The previous
article in this series reviewed Oracle 10g's enhancements to analytical
functions, including the use of partitioned outer joins to densify data
within multiple dimensions. As that article promised, I will now delve into the
new MODEL clause
that grants any Oracle developer or DBA the power to produce complex
inter-row calculations using just the database engine, thus eliminating the
need to massage data output via a third-party tool.
The Scenarios: Oh, What A Tangled Web Our Users Weave ...
As I mentioned in my previous article, these two scenarios
were among the more complex I had seen recently:
-
A user in Marketing needed a report that broke down sales within
time periods, product types, and regions, including percentages of the
total sales calculated at different control breaks.
-
An Accounting department user needed a report that calculated the
eventual value of a company's outstanding cash balance if particular
assets were invested at different rates of interest, or over different time
periods.
My first inclination would have been to tell my developers
that they should only use Oracle to aggregate the required data, then export
the data and whip up the final results through a third-party tool - perhaps
nothing more complex than a Microsoft Excel spreadsheet - to accomplish these
analyses.

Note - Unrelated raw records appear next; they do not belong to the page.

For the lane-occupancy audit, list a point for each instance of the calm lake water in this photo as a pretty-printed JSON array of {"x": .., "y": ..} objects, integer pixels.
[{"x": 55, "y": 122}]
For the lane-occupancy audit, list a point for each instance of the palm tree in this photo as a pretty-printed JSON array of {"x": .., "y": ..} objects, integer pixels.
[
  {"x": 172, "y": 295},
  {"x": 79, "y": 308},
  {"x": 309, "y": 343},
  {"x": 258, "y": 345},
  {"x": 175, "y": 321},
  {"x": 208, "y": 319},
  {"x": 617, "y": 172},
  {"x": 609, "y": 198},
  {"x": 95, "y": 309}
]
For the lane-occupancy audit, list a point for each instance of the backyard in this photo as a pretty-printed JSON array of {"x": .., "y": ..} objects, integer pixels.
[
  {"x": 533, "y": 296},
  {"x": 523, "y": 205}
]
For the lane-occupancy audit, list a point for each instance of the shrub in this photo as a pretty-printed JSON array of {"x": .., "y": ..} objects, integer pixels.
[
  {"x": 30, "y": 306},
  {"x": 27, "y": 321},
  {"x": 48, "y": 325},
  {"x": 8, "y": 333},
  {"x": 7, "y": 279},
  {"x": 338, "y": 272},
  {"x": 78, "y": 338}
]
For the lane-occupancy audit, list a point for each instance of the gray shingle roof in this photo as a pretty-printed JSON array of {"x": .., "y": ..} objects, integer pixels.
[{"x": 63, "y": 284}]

However, that was before I explored Oracle 10g's new MODEL clause.
Overview: The MODEL Clause
Let's explored how I used the MODEL clause to solve the first scenario above. I
will modify the SH.SALES_MIDWEST_ONLY
view created for the previous article so that view now selects a slightly
different subset of products, but still within the Midwestern states. Listing 3.1
shows the revised view.
Next, I will construct some sample SQL to demonstrate the
new MODEL clause:
SELECT state, prod, total_sales
FROM sh.sales_midwest_only
WHERE prod BETWEEN 125 AND 130
GROUP BY state, prod
MODEL
PARTITION BY (state)
DIMENSION BY (prod)
MEASURES (SUM(sold) AS total_sales)
IGNORE NAV
UNIQUE DIMENSION
RULES UPSERT
(
total_sales[99910] =
total_sales[prod=125] + total_sales[prod=126],
total_sales[99920] =
total_sales[prod=127]
+ total_sales[prod=128]
+ total_sales[prod=129]
+ total_sales[prod=130],
total_sales[99999] =
total_sales[99920]
- total_sales[99910]
)
ORDER BY state, prod;
When this SQL statement is executed, Oracle retrieves
the selected result set, places the result set into memory and then
allows the MODEL clause
to divvy up all returned rows into a multi-dimensional array. For
example, a three-dimensional array can be visualized as a cube that has been
cut into several horizontal slices, vertical slices, and layers. Continuing
this cubist analogy (apologies to Pablo Picasso!), the MODEL clause also lets me apply rules that
perform inter-row calculations on the data that is stored at each
intersection of these slices and layers. (For the sake of simplicity and my own
sanity, I promise to keep all examples under four dimensions.)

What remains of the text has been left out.